Verna, Borax is regulated in the UK - it can still be used, but there are so many restrictions that my Safety Assessor just says "no". It's just easier for him and me..For the same reason I am not allowed to use Rose EO. Nothing wrong with it (if I could even afford it), but it is classified as an extreme sensitizer which is not only dangerous for my customers, but also for me while handling it. 

Weirdly enough, Lush uses it in Lipbalms, which is quite a shocker, considering the heavy restrictions on it.


----------



## donniej (Jan 11, 2010)

I use borax... but I've read you can use glycerin.


----------



## knicelyr (Jan 13, 2010)

Regular table salt (sodium chloride) works well too.


----------



## Alexandra (Feb 2, 2010)

I make my liquid soap/shampoo .... using ONLY NaOH for saponification, and the same way I make my solid bars.

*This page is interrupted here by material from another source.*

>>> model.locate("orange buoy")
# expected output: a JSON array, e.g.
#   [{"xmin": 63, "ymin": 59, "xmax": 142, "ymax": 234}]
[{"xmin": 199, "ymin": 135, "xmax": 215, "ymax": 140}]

In fact, I first started making liquid shampoos for personal use, so at that time it was too complicated for me to buy smaal amounts of KOH.

The process is absolutely the same with HP owen soap (or any HO method), with few diferencies on the end:

- you add 50% spring water and leave it in the oven for additional 10 minutes
- you let it cold... it will become jelly... so everything you have to do is to mix it again with your mixer
- you can add the additives as aloe vera gel, coconut milk, EOs, FOs etc. either right after cooking or while you mix the cold soap.

There is no more thickening of soap, no separation of water... and your shampoo is ready. 

The quality and properties of your liquid soap depends only of oils/fats you are using.


----------



## madpiano (Feb 2, 2010)

Alexandra said:
			
		

> I make my liquid soap/shampoo .... using ONLY NaOH for saponification, and the same way I make my solid bars.
> 
> In fact, I first started making liquid shampoos for personal use, so at that time it was too complicated for me to buy smaal amounts of KOH.
> 
> ...



wow, that sounds interesting...could you do a step-by-step of this method ? It might be the answer to my prayers, as I really do not like KOH soap...


----------



## carebear (Feb 2, 2010)

interesting.   my NaOH soap turns to slime over the course of a couple of days no matter how much I dilute it.


----------



## donniej (Feb 2, 2010)

Me too.  No matter what oil, no matter how much water.... it always ends up as "egg noodle soup" after a couple days.  KOH soaps will do similar with too much sodium.  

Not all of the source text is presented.